Jack Bressett“We had an absolute blast through the competition, utilizing creative representations of data to explain trends in the soybean trade,” says Bressett, a mathematics and statistics and data analytics double major. “What impressed me most is how nearly every team explored their challenges a different way, used different models, different data, talked about different variables, yet all still arrived at a sound soybean price prediction. The world is significantly more connected than we perceive sometimes.”

Cornell sent two teams to the competition, one in two different divisions. Each student on the self-named Better This Year team also took home $300 in prize money. The Novice Division teams were tasked with helping farmers decide when to sell their soybean crops and worked primarily with import and export data on soybeans and other commodities as well as the world import and export data. The Novice Division was designed for students from schools with no or new data science programs. 

Watson M. Davis Professor of Mathematics and Statistics Ann Cannon co-teaches a course on data science with Professor of Computer Science and Mathematics Tony deLaubenfels. She says, “I’m really proud of all the students that participated in the competition this fall! Nearly all that they did for the competition, they did on their own.”

Cannon says that the second team pushed themselves to be in the Undergraduate Division, which is typically comprised of schools with established programs in data science. The second Cornell team, self-named Mjolbypartiet, had their initial prediction results placed in the top half of the Undergraduate Division. Cornell students Chase Sonnemaker, Charlie Honigman, Ben Soderberg, and Asher Muse were tasked with finding a model for predicting the March, May, and July 2020 future prices on specific dates. They were given the same data sets as the Novice Division in addition to several other data sets. 

Cannon says the second team’s placement in the top half was “amazing because all of the finalists used some combination of time series analysis and machine learning analysis. Our students taught themselves time series analysis, did not use machine learning, and were competitive with teams from other institutions who had likely had multiple courses in these areas.”

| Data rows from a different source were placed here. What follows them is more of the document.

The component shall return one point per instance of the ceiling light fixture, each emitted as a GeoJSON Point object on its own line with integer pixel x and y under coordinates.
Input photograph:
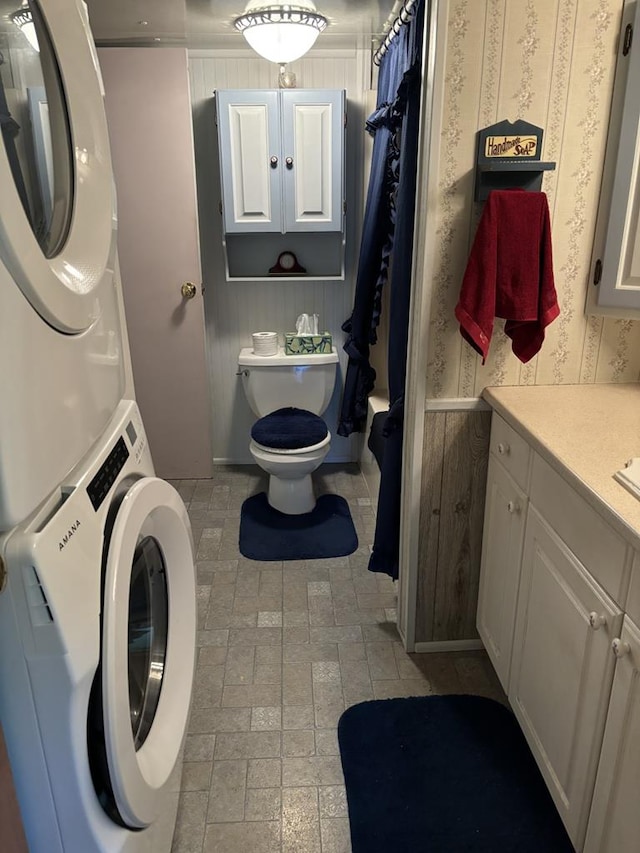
{"type": "Point", "coordinates": [24, 20]}
{"type": "Point", "coordinates": [281, 32]}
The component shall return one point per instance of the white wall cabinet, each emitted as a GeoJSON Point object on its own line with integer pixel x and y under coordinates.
{"type": "Point", "coordinates": [615, 817]}
{"type": "Point", "coordinates": [614, 285]}
{"type": "Point", "coordinates": [553, 592]}
{"type": "Point", "coordinates": [281, 160]}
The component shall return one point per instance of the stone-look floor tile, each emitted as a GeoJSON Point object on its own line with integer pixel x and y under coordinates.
{"type": "Point", "coordinates": [298, 717]}
{"type": "Point", "coordinates": [266, 719]}
{"type": "Point", "coordinates": [227, 794]}
{"type": "Point", "coordinates": [327, 742]}
{"type": "Point", "coordinates": [346, 634]}
{"type": "Point", "coordinates": [382, 661]}
{"type": "Point", "coordinates": [315, 770]}
{"type": "Point", "coordinates": [264, 773]}
{"type": "Point", "coordinates": [255, 637]}
{"type": "Point", "coordinates": [212, 655]}
{"type": "Point", "coordinates": [269, 619]}
{"type": "Point", "coordinates": [300, 821]}
{"type": "Point", "coordinates": [239, 745]}
{"type": "Point", "coordinates": [212, 720]}
{"type": "Point", "coordinates": [188, 836]}
{"type": "Point", "coordinates": [250, 695]}
{"type": "Point", "coordinates": [400, 688]}
{"type": "Point", "coordinates": [297, 744]}
{"type": "Point", "coordinates": [256, 836]}
{"type": "Point", "coordinates": [332, 800]}
{"type": "Point", "coordinates": [196, 776]}
{"type": "Point", "coordinates": [296, 684]}
{"type": "Point", "coordinates": [199, 747]}
{"type": "Point", "coordinates": [326, 671]}
{"type": "Point", "coordinates": [335, 835]}
{"type": "Point", "coordinates": [240, 665]}
{"type": "Point", "coordinates": [263, 804]}
{"type": "Point", "coordinates": [310, 652]}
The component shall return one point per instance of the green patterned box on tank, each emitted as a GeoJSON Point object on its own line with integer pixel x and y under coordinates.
{"type": "Point", "coordinates": [306, 344]}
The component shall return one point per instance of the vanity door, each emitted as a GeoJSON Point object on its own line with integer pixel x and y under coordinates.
{"type": "Point", "coordinates": [562, 668]}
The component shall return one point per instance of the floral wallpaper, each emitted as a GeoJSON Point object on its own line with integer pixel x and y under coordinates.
{"type": "Point", "coordinates": [552, 63]}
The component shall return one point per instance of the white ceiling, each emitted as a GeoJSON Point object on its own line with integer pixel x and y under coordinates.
{"type": "Point", "coordinates": [209, 23]}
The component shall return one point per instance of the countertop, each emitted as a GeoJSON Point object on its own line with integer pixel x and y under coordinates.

After the competition, one of the professionals who had judged the team gave the team members his card, asking them to contact him when they graduate from Cornell and are looking for jobs. According to the United States Department of Labor’s Bureau of Labor Statistics, careers in math are projected to grow 26% from 2018 to 2028. This faster than average growth is predicted because of the anticipated need for skilled workers in data science. The median annual wage earned by those who work in mathematics and statistics was $86,700 in May 2018.